Let's define a new variable transInfo which contains the information about number of objects of each class in Bob dataset. First, Angelina use the traditional algorithm to determine which attribute should be the first one to divide the dataset, i.e. which attribute should be the root.
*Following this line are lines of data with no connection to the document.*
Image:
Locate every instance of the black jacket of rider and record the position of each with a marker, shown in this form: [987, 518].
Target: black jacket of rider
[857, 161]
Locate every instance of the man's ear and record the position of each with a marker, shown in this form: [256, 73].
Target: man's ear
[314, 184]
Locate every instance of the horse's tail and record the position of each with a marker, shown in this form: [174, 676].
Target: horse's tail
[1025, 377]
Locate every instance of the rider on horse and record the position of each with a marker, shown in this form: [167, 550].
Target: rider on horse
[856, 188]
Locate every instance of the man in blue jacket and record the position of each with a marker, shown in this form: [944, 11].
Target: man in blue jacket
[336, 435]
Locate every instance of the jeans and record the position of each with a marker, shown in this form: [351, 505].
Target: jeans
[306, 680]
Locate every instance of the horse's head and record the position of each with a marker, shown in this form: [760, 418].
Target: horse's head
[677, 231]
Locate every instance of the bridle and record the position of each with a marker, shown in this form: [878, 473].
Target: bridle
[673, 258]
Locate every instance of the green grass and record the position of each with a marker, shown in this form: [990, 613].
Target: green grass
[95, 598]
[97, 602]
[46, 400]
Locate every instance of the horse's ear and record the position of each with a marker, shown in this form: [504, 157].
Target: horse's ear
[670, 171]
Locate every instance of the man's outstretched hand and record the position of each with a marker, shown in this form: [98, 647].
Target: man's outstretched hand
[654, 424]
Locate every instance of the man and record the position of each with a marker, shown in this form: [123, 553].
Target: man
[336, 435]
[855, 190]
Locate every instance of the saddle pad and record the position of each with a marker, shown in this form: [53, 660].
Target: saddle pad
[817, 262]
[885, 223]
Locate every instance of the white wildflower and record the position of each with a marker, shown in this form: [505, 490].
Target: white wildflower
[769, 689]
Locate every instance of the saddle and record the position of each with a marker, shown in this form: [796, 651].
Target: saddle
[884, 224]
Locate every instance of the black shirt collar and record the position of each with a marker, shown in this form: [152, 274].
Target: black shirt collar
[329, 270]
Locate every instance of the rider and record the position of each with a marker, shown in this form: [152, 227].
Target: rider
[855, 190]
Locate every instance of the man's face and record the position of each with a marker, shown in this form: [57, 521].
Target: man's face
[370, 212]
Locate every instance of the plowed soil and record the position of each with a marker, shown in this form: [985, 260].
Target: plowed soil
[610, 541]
When Angelina wants to calculate the information gain of Outlook, she first count the number of objects belong to each class in her own dataset, and then based on the transInfo, she will get the final result. The calculation is shown as follows:

Angelina

Play Golf
Yes No
Outlook Sunny 2 1 3
Overcast 1 0 1
Rainy 0 2 2
3 3 6

Bob

transInfo --> Outlook
Yes No
Sunny 1 1 2
Overcast 3 0 3
Rainy 2 1 3
6 2 8

Thus, the information gain calculation is change to:

$Gain(Outlook) = Entropy(PlayGolf, transInfo) - Entropy(PlayGolf, transInfo, Outlook)$

$= I(\frac{3+6}{3+3+6+2},\frac{3+2}{3+3+6+2}) - Entropy(PlayGolf, transInfo, Outlook)$

$= I(\frac{3+6}{3+3+6+2},\frac{3+2}{3+3+6+2}) - (P(Sunny)*E(2+1,1+1)+P(Overcast)*E(1+3,0)+P(Rainy)*E(0+2,2+1))$

$= I(0.36,0.64) - (\frac{5}{14} \times I(0.6,0.4)+\frac{4}{14} \times I(1,0)+\frac{5}{14} \times I(0.4,0.6))$

$= 0.94 - 0.693 = 0.247$

The information gain of rest three attributes can be calculated in the same way:

$Gain(Temp) = Entropy(PlayGolf,transInfo) - Entropy(PlayGolf, transInfo, Temp) = 0.029$

$Gain(Humidity) = Entropy(PlayGolf,transInfo) - Entropy(PlayGolf, transInfo, Humidity) = 0.152$

$Gain(Windy) = Entropy(PlayGolf,transInfo) - Entropy(PlayGolf, transInfo, Windy) = 0.048$

Thus the rest part of construction is similar with the traditional ID3 algorithm, and the only difference is every time when calculate the information gain, one should take both the Angelina data and transInfo into consideration.